Since 2009, more than 50,000 solar home systems have been installed every month in Bangladesh, making it the fastest growing solar home system program in the world. Initially starting as a grid electrification project, about 650,000 new grid connections were also supported under the project. The project also supported deployment of 10 million energy efficient compact fluorescent lamps (CFLs) in exchange for incandescent lamps.

  • About 2 million remote households and rural shops have been provided with solar home systems since 2002.
  • Every month, 50,000 solar home systems are being installed.
  • 650,000 new consumers have been connected to the grid since 2009.
  • Access to electricity is changing people's lives and transforming villages into thriving centers by allowing children to do homework and businesses to be open at night.
  • Since inception in 2009, the project contributed to increasing access to electricity in Bangladesh by 3.5 percent.
Open Quotes

Now I can keep my small restaurant open even during the evenings and ‘til late at night. My business is booming and my family lives much more comfortably with our increased income. My children are also doing much better at school. Close Quotes

Farida
Owner of a small restaraunt, Barguna

World Bank Group Contribution

International Development Association (IDA) financing for the RERED was approved on June 25, 2002 and became effective on December 31, 2002. Additional financing of $130 million was approved in August 2009 to support an additional 300,000 SHS and deployment of 10 million CFLs. Another round of additional financing of $172 million was approved in October 2011. The project closed in December 2012. A repeater RERED II Project has been recently approved with IDA funding of $155 million.

Partners

A number of developments partners like the Asian Development Bank (ADB), German development bank (KfW), the German Agency for International Cooperation (GIZ), and the Islamic Development Bank (IDB) are contributing to the SHS program following the same implementation arrangements. Japan’s International Cooperation Agency (JICA) has pledged to contribute to the additional financing.
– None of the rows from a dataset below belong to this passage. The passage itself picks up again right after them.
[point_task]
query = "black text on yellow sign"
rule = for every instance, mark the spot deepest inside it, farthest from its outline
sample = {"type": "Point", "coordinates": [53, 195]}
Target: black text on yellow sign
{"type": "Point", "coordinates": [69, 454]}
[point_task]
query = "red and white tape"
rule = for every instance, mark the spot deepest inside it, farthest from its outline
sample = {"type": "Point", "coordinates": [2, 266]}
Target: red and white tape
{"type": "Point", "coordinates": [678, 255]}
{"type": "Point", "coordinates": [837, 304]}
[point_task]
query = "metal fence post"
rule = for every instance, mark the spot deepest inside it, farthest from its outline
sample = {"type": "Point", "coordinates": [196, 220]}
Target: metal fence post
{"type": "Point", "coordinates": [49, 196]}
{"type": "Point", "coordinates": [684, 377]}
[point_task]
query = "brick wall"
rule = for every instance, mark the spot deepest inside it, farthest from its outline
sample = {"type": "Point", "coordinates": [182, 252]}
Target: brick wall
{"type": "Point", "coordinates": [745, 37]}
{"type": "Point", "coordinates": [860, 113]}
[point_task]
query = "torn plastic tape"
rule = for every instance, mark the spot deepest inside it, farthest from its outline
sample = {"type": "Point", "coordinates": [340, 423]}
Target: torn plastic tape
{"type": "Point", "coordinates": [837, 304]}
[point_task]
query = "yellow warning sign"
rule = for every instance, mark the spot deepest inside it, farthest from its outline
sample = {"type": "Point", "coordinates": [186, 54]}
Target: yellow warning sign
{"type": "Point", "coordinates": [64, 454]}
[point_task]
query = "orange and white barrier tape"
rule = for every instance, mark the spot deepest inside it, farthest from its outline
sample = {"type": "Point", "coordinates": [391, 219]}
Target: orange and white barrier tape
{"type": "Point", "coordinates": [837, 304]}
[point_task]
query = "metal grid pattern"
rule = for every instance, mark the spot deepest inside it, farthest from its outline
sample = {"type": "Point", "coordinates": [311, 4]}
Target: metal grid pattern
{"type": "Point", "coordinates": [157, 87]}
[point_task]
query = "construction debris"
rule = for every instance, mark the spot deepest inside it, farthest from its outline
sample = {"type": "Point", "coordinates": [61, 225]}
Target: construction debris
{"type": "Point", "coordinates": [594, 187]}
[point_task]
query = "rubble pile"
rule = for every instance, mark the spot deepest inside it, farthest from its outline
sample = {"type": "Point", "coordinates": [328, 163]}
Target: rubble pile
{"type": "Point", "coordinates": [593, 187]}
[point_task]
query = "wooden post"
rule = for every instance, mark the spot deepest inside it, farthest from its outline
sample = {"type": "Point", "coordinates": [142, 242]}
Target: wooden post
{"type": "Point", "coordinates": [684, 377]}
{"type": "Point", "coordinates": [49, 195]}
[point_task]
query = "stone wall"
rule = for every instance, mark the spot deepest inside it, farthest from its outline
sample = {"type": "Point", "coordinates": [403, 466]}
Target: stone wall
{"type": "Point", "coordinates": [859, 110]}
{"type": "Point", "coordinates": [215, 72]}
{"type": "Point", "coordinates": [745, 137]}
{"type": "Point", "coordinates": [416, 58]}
The SHS program is registered under the Clean Development Mechanism (CDM) for carbon credits.

Moving Forward

The repeater Rural Electrification and Renewable Energy Development II (RERED II) Project (total $302 million, IDA $155 million) was approved in September 2012 and implementation is expected to be starting soon. RERED II will provide electricity to an additional 2.5 million people through installation of solar home systems in remote villages where grid electricity is not an option. The project also aims to provide clean cooking solutions for over 1 million rural households. Access to clean cooking benefits women and children in particular, reducing respiratory diseases. The project will also support the distribution of energy-efficient CFL bulbs that will help reduce peak electricity demand in the country.